WASHINGTON -- The Federal Reserve has launched a survey to gauge the demand for credit among small businesses, as well as alternatives to bank financing these firms are seeking.

The agency recently hired Price Waterhouse to survey 6,000 small businesses across the country to develop a profile of their financial characteristics based on size, type of firm, and location.

It will include a review of problems that minority-owned firms may face in financing their business.

The Fed and the Small Business Administration, which is cosponsoring the project, will pay the contractor $1.1 million to conduct the survey. According to Fed documents, the agency wants to conduct a similar study every few years.

|Major Research Project'

Fed Vice Chairman David Mullins announced last December that the agency would perform the review. And in testimony before the Senate Small Banking Committee in March, he called the planned survey "a major research project."

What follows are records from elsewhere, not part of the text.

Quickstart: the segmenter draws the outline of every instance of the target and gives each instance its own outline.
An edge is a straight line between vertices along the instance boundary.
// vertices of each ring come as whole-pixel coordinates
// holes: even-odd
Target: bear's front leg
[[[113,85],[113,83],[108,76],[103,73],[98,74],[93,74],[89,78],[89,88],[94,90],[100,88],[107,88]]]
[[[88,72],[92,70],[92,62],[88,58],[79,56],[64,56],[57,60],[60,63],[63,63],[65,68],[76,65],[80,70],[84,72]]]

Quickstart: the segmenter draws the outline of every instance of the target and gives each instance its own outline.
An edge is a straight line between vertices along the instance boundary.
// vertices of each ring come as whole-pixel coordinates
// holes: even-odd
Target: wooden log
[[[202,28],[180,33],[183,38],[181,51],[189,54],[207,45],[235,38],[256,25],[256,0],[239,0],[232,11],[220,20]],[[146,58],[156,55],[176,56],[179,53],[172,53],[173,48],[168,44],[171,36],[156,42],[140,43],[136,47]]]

Usually, the Fed relies on surveys of lenders, not of businesses, to assess credit needs and availability across the country. Only once before, in 1989, has the Fed launched such a widespread study of smaller firms. That review was also done in conjunction with the Small Business Adminsitration.

Alternative Financing

The survey will include questions about borrowing by firms in the last two years, credit denials, and loan terms, the Fed's proposal says. It will also ask businesses about alternative financing methods they have employed.

The information will be used to estimate aggregate amounts of ourstanding credit to small business. It will also pinpoint the characteristics of businesses that have greater difficulty obtaining credit and differences in the costs and availability of credit based on location, race, and type of firm.

The agency is required by law to collect information about small-business credit availability. Community activists and some members of Congress were angered by the Fed's decision last year to carry out this mandate by requiring banks to submit only limited information on their call reports.

Instead of requiring information based on the size and type of companies to which they are lending, since June the Fed has required data only on the size of business loans made.

Fed officials said they wanted to keep the documentation burden on banks low and that loan size was a reasonable proxy for business size.